Between the Turing machine and the Church-Turing Thesis a strong foundation was made for study of that what was computable and uncomputable. Complexity analysis allows for a more granular distinction between the tractability of any particular problem on a Turing machine.
The components in classical computers are rapidly shrinking to a size where quantum behavior is inevitable. Through the principle of superposition in quantum systems we can create useful memory components that are on the scale of an atom or smaller. These quantum memory registers may facilitate exponential computational speed increases by taking advantage of quantum parallelism.
Peter Shor has provided an algorithm which makes factoring large numbers tractable, and in doing so has drawn great attention to the field of quantum computing. Due to Shor's algorithm, we may someday have to turn to other means of encrypting data than currently employed. L. K. Grover's database search algorithm shows another noteworthy task that a quantum computer can perform faster than any classical computer.(Brassard) The efforts to build a functional quantum memory register are in the most preliminary stages.

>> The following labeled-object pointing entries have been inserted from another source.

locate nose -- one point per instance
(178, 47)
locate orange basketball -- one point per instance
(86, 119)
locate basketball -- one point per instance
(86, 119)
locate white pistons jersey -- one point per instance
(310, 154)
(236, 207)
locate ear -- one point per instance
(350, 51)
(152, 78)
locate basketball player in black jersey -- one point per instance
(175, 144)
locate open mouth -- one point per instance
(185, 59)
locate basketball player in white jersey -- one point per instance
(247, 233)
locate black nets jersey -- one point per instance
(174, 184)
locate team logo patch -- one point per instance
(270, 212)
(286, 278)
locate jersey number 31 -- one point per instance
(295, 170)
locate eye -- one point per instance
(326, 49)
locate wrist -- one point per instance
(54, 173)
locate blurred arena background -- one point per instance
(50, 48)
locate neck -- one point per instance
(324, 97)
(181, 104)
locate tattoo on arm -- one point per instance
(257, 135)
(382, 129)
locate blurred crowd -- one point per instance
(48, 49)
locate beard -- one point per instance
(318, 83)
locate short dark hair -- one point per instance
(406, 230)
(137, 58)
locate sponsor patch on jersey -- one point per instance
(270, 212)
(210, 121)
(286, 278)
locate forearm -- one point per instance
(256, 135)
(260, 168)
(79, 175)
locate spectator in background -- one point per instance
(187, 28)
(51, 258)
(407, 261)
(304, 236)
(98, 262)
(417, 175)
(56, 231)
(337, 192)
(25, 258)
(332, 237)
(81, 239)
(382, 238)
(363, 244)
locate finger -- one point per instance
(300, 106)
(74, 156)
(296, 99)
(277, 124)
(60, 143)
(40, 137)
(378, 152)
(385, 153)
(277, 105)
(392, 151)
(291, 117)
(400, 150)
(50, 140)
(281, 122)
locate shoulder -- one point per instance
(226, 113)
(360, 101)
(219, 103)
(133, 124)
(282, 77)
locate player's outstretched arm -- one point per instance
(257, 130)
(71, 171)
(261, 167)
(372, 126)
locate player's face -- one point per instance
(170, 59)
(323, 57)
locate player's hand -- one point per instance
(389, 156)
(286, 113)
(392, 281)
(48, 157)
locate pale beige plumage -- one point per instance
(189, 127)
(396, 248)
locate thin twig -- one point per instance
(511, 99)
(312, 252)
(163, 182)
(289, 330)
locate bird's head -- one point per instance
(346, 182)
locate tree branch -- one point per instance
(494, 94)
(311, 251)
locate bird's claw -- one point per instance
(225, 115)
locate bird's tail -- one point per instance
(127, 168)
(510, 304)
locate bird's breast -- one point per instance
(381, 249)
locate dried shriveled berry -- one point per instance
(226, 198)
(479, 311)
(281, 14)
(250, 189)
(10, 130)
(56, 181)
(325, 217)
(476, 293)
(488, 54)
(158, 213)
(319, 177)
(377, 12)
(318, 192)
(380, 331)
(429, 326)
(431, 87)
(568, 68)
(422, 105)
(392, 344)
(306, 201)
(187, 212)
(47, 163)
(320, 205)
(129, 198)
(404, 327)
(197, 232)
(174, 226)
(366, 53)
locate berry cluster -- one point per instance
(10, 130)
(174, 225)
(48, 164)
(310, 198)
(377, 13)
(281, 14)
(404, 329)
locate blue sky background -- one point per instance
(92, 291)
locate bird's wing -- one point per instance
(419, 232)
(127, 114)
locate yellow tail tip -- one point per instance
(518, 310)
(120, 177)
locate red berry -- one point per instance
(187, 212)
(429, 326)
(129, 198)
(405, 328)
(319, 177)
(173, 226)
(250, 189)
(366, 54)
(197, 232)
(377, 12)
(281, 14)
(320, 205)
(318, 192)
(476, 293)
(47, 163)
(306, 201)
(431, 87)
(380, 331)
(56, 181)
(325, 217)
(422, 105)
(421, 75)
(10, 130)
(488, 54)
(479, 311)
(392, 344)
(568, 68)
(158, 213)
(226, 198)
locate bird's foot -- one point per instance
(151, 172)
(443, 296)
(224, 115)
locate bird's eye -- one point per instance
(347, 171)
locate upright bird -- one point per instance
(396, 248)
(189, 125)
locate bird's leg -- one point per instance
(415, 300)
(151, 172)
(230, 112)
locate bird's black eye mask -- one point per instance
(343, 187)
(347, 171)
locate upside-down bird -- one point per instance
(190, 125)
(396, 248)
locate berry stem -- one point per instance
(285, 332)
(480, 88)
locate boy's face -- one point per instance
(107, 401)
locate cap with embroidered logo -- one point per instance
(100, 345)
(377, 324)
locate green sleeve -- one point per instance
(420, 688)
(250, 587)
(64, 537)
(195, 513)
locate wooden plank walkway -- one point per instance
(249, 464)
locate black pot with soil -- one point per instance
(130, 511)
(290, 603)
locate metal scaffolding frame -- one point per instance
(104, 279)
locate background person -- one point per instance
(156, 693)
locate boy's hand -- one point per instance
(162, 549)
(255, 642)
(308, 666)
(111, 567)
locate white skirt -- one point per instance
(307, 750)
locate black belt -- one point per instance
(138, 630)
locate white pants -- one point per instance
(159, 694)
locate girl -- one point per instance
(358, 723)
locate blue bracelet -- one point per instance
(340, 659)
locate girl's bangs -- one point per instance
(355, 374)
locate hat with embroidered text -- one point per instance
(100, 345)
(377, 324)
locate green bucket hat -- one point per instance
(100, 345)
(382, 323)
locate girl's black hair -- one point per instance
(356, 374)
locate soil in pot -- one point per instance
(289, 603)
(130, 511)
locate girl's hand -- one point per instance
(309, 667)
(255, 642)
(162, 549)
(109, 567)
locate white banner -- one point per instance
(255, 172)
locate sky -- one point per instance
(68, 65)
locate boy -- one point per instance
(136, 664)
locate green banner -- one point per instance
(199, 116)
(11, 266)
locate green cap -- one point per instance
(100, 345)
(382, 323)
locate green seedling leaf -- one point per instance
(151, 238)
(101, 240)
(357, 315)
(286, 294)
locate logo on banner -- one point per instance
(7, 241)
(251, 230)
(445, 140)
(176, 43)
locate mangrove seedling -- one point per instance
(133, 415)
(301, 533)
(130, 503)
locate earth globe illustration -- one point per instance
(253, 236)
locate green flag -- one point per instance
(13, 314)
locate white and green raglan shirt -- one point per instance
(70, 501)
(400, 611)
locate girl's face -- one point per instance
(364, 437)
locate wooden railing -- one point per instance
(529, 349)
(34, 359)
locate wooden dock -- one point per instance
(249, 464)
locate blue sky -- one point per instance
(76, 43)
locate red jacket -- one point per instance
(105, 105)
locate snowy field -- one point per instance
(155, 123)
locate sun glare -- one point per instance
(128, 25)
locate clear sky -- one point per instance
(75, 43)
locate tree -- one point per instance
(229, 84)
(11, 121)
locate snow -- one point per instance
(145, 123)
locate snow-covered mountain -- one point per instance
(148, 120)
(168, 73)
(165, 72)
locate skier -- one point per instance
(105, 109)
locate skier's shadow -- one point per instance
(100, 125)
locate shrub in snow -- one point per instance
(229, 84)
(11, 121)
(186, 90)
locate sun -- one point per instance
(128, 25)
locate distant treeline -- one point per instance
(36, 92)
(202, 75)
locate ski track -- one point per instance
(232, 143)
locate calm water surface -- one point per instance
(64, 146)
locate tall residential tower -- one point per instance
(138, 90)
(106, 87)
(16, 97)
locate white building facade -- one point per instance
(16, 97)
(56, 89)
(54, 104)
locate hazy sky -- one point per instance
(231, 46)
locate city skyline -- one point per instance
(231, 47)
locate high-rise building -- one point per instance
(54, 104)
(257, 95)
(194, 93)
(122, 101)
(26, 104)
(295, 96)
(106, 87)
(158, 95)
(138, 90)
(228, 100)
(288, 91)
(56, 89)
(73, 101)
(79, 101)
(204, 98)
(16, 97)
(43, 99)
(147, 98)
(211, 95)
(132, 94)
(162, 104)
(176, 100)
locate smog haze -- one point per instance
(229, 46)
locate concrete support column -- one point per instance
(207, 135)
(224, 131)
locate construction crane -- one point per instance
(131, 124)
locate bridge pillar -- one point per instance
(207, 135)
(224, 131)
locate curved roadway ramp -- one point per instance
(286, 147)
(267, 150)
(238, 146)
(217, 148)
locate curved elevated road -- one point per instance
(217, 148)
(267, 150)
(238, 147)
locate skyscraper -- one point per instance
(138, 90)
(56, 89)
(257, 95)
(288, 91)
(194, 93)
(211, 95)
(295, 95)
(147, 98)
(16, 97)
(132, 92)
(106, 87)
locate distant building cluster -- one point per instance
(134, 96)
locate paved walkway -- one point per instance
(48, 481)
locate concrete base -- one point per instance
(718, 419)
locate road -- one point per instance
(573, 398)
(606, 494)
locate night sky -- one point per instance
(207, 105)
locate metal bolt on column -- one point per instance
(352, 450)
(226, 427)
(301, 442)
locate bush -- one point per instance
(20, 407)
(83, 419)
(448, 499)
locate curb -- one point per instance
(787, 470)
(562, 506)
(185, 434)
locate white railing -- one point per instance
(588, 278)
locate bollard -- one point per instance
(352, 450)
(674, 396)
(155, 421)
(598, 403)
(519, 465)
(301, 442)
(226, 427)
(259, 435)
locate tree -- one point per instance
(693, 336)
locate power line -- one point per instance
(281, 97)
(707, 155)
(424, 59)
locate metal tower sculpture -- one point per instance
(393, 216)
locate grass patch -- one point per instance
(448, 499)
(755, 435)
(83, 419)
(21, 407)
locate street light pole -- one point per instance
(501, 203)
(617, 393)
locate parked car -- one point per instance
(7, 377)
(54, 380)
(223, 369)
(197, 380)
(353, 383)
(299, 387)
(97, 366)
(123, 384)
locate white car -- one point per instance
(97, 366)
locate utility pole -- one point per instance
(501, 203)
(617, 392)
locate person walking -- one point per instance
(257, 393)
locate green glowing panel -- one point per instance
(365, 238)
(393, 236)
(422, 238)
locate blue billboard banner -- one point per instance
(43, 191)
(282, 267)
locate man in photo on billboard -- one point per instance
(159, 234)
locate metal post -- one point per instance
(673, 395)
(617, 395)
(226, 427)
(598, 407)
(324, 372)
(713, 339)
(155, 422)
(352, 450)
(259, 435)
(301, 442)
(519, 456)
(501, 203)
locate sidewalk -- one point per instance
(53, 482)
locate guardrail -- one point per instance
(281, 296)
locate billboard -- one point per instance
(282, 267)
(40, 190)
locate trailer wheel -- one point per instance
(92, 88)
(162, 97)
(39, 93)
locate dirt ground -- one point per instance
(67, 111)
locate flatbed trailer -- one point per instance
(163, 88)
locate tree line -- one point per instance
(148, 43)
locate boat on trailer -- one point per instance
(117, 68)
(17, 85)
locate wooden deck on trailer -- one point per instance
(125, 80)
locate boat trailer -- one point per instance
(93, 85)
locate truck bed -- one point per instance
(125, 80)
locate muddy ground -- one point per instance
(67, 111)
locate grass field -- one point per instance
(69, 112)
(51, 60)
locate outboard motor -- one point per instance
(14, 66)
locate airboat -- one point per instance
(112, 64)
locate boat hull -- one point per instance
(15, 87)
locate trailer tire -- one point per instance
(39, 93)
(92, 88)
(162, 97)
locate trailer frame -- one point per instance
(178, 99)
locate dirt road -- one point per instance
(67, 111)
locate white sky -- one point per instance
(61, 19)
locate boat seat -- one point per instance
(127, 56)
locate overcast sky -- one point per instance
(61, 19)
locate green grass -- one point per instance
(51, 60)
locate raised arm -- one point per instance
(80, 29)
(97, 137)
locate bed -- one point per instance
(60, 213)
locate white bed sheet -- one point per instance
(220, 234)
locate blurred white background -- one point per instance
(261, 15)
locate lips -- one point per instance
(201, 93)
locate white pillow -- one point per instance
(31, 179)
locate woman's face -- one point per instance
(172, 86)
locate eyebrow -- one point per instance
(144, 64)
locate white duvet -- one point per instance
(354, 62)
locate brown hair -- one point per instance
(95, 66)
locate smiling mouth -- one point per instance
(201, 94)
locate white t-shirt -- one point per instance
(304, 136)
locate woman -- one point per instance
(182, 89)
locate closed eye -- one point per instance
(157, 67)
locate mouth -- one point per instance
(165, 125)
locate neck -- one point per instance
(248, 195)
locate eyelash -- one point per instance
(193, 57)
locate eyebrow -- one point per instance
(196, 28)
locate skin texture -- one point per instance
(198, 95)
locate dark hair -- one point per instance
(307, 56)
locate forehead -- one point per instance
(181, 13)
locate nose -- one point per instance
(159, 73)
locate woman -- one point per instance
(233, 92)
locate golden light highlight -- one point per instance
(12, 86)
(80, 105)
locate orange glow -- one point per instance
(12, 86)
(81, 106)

Operational quantum computers are by no means an inevitable consequence of this research. It may be that the problems surrounding keeping a quantum memory register isolated from any disturbance long enough for a calculation to take place will be insurmountable. In any case, quantum computing will remain an exciting topic for experimentalists and theorists alike for years to come. Hopefully this paper, and the simulation of Shor's algorithm have been as enlightening and fun for the reader as they were for the author.